“Is there only one room? What a nuisance!” cried Mrs. Walsh, who had wrinkled her nose in distaste, for the odour of the lynxes still clung to the place.

“One room and a cellar,” said Don, who had been kicking at the rubbish on the floor, and had thus disclosed a trap-door on the farther side of the room, where the big table cast a shadow.

“A cellar under this place?” exclaimed Pam in amazement. “I should not have thought the house big enough to have a cellar.”

“The place being so small would make it all the more necessary to have a store where the frost could not reach,” said Don. “You see, the folks who lived here must have had some room to store their potatoes and other roots, and it is the cheapest way of doing things to have it under the place where you live.”

“Cheap and nasty, I should say, if they all smell like this! You are surely not going down?” cried Pam, as Don struggled to lift the trap-door.

“Yes, I am, for one must know the condition of the cellar, and find out whether the beams of the floor above are sound, before determining if the house is in good enough repair to be lived in,” said Don, as he wrestled fiercely with the trap-door.

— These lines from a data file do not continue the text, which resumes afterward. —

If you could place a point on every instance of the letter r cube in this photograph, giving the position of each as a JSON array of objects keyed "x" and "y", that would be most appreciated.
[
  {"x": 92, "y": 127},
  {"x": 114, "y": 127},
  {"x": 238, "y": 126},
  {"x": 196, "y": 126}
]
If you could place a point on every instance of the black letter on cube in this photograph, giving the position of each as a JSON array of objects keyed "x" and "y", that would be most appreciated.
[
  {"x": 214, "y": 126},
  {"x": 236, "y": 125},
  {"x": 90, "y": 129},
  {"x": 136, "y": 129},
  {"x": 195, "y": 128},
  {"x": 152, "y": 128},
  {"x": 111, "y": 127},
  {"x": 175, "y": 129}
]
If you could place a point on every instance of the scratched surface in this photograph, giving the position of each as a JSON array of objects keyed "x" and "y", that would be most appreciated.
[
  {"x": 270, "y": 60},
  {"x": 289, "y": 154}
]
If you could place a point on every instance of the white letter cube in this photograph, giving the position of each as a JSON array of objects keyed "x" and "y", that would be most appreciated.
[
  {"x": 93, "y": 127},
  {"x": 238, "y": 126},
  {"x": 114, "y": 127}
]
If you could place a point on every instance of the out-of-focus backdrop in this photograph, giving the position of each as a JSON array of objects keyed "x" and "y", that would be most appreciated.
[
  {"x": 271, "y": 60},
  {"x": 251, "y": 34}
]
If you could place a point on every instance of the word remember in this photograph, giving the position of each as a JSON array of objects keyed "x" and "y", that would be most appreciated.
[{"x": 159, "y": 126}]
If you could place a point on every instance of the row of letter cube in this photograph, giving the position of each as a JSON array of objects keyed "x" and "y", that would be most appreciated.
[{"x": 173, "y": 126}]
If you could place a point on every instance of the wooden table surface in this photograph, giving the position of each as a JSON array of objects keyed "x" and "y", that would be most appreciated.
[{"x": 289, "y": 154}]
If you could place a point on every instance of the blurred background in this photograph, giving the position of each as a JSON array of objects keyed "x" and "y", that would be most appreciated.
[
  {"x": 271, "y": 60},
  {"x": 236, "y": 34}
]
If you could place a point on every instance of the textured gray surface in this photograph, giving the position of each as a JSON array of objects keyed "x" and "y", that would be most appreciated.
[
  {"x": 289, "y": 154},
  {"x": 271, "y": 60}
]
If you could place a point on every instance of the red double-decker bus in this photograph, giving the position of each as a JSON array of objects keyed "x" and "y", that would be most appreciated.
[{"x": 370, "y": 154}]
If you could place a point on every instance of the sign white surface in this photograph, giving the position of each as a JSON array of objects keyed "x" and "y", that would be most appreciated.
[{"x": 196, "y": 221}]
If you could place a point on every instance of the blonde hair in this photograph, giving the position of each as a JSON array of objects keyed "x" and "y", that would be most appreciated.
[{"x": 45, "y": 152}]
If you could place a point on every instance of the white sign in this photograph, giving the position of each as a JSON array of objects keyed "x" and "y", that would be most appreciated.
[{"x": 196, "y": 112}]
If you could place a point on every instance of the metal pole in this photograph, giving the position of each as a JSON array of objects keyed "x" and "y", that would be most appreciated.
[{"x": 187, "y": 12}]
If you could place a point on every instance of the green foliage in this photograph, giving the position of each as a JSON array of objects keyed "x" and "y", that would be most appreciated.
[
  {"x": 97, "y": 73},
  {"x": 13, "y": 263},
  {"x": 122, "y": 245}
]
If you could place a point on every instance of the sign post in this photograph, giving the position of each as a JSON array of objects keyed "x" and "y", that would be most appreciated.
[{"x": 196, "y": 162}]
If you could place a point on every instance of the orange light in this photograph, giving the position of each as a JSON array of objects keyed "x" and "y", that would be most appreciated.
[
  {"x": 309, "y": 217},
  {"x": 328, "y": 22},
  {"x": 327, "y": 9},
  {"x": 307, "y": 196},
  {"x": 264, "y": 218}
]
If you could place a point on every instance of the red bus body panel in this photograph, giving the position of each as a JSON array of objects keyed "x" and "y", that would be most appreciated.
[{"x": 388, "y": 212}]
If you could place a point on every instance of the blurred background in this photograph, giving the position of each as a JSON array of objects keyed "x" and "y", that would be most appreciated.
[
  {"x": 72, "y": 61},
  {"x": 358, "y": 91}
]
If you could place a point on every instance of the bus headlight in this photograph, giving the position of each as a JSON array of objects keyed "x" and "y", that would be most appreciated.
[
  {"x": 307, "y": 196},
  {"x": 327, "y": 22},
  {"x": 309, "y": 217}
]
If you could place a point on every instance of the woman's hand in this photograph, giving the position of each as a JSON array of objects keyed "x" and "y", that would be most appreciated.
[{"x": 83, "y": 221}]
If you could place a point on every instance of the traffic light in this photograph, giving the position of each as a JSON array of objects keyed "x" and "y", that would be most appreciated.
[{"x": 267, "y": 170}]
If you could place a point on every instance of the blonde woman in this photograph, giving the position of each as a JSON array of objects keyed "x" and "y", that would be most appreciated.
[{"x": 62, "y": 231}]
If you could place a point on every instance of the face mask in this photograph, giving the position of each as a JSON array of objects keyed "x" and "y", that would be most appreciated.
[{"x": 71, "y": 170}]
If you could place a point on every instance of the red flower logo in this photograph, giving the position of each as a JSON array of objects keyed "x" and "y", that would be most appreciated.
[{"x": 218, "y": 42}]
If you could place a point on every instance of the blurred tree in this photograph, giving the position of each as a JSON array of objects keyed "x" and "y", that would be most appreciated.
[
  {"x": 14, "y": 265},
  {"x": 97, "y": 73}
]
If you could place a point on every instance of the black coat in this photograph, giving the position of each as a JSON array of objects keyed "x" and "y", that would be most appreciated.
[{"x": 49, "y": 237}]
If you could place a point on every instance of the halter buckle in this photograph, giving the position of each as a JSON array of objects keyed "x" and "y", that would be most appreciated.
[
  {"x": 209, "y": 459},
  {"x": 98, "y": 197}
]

“Is it screwed down?” asked Pam in surprise, for Don was putting out all his strength, and yet failing to raise the trap-door.

“There are no screw-holes that I can see,” he answered. “It feels more as if it were fastened from below, only, of course, that is out of the question. But it is coming up somehow, for I am not going to be beaten over a thing like this. Will you hand me that iron bar⁠—⁠the one leaning by the stove? Thanks; now stand clear. Ah!”

Don gave such a mighty heave that with a ripping, tearing sound the trap-door came in halves, and he crashed backwards on the floor. Though he looked ridiculous enough, no one laughed, and Jack, peering down into the dark cavity, cried out in the blankest surprise:

“I don’t wonder you could not get the door up. It is bolted down. Now, how could that bolt have been shot?”